The New Zealand economy has been stunted by a level four lockdown response to the global pandemic.
While economists are predicting heavy job losses – Westpac expects 200,000 – self-employed business people, such as advisers, are also expected to feel the heat.
David Greenslade, executive director at Strategi, said the impact would be most obvious among new advisers who had not yet built “a good residual income stream”.
“Those advisers may choose to join a larger corporate advisory business.”
Financial Advice New Zealand chief executive Katrina Shanks said advisers would be no different to other businesses.
“Each advice strand – be that lending, risk, investment [or] financial planning will all feel the impact. Some advice streams more than others in the short term.
“Many advisers have seen this economic downturn before and have adapted their businesses over a period of time to ensure they are sustainable during this period.
“For new businesses this is slightly harder as they have not had the time to develop their businesses to this level.

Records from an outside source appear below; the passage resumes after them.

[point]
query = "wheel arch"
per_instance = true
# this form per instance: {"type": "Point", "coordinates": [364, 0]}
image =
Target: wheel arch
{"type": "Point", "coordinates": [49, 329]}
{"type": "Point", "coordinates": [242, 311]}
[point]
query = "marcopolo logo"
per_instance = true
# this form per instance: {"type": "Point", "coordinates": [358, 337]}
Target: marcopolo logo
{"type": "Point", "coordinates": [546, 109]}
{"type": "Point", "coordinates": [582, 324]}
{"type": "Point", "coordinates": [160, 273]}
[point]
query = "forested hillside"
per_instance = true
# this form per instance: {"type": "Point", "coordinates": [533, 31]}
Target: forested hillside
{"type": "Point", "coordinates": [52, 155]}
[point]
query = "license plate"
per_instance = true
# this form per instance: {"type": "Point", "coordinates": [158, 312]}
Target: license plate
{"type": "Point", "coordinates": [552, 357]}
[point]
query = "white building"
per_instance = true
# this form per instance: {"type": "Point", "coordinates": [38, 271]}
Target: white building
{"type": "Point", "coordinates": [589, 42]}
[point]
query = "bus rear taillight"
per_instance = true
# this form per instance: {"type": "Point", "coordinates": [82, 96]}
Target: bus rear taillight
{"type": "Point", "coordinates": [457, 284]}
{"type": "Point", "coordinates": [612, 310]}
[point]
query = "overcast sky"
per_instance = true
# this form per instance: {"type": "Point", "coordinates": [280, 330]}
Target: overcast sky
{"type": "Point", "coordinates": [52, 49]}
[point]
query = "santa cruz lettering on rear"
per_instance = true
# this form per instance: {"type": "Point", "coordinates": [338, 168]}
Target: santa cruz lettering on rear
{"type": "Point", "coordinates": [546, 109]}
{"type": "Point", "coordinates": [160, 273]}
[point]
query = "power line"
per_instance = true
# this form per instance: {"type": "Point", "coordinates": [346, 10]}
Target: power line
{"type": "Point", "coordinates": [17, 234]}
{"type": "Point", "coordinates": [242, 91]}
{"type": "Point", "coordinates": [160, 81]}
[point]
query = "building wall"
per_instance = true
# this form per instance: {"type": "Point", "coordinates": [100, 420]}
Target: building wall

There is no doubt for a short period of time there will be a reduction in economic activity which will impact on those seeking financial products such as mortgages, insurance and investments.
“The most important thing is for an adviser to understand what levers they can pull and push in their business right now to help them through these times.”
She said Financial Advice New Zealand was running a webinar on Thursday to discuss the impact of Covid-19.
It has also launched a peer support programme in which senior practitioners have volunteered to support other advisers.
Former IFA chief executive Fred Dodds said the lockdown could be a chance for advisers to get ahead of what was required of them.
He said some new advisers, particularly in insurance, could struggle with months of little new business, particularly those with responsibility periods for business sold over the past year that could lapse as people lost jobs or encountered cash flow issues.
“But so many of the RFA community have been in the business for such a long time. The investment group are busy.”
People could take the chance to do the level five qualification within the next eight weeks, he said. “They could come out the other end with more knowledge.”